Doctors at a Delhi hospital have given a new lease of life to a 74-year-old patient with Dextrocardia (heart on the right side), who was suffering from aortic stenosis, where the aortic valve of the heart narrows down, by carrying out a Transcatheter Aortic Valve Replacement (TAVR) procedure on him.

TAVR is a minimally invasive heart procedure to replace the aortic valve that cannot fully open fully due to thickening (aortic valve stenosis). The aortic valve is located between the left lower heart chamber (left ventricle) and the body's main artery (aorta). If the valve does not open correctly, blood flow from the heart to the body is reduced.

74- year old Inderpal Singh had been suffering from breathlessness on exertion for the past one and half years and chest pain for the last few weeks. He also has comorbidities including diabetes, hypertension, high body mass index, and obstructive sleep apnoea.

A team of cardiologists at Fortis Escorts Heart Institute led by Dr Atul Mathur, Executive Director of  Interventional Cardiology successfully carried out the complex procedure, wherein the abnormal heart valve was replaced using a cardiac catheter, thus avoiding a risky open surgery.

The procedure was all the more difficult in the present case, as the patient’s heart is on the right side of the body, thus making the approach challenging for the treating surgeons.

This is the first reported case of a successful TAVR procedure on a patient with a right-sided heart in India and only the fourth worldwide.

In spite of the patient’s anomalous heart condition and comorbidities posing a challenge, the doctors performed the TAVR procedure successfully, giving him a new life on his 74th birthday on May 26, 2022.

After a short hospital stay of three days after the procedure, the patient was discharged in stable condition.

Speaking to Drug Today Medical Times, Dr Atul Mathur said, “This is the fourth case in the world and first in India where TAVR was performed on a patient with Dextrocardia; the previous three procedures performed to date were in the United States.”

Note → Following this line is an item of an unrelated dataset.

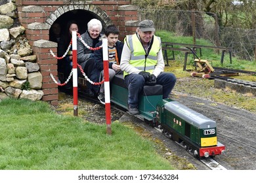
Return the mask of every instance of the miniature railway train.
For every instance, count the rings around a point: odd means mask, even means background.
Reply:
[[[85,89],[86,83],[79,77],[79,87]],[[110,85],[111,103],[127,110],[128,90],[123,75],[116,75]],[[195,157],[214,157],[224,152],[225,146],[217,141],[216,122],[171,99],[163,99],[161,85],[145,85],[139,99],[140,114],[135,116],[158,127]]]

Explaining the case, Dr Mathur said, “This was a very rare case, where the heart was not anatomically located in its normal position since birth. The patient was having morbid obesity, and obstructive sleep apnoea component (most common sleep-related breathing disorder and is characterised by recurrent episodes of complete or partial obstruction of the upper airway leading to reduced or absent of breathing during sleep).”

 “All of these made the TAVR procedure a challenging task to perform.  The procedure lasted for five hours.There is a very high risk of such patients dying if the condition remains untreated and in this particular case if the patient was not diagnosed and treated on time, his condition could have deteriorated and he could have suffered a fatal heart attack,” he added.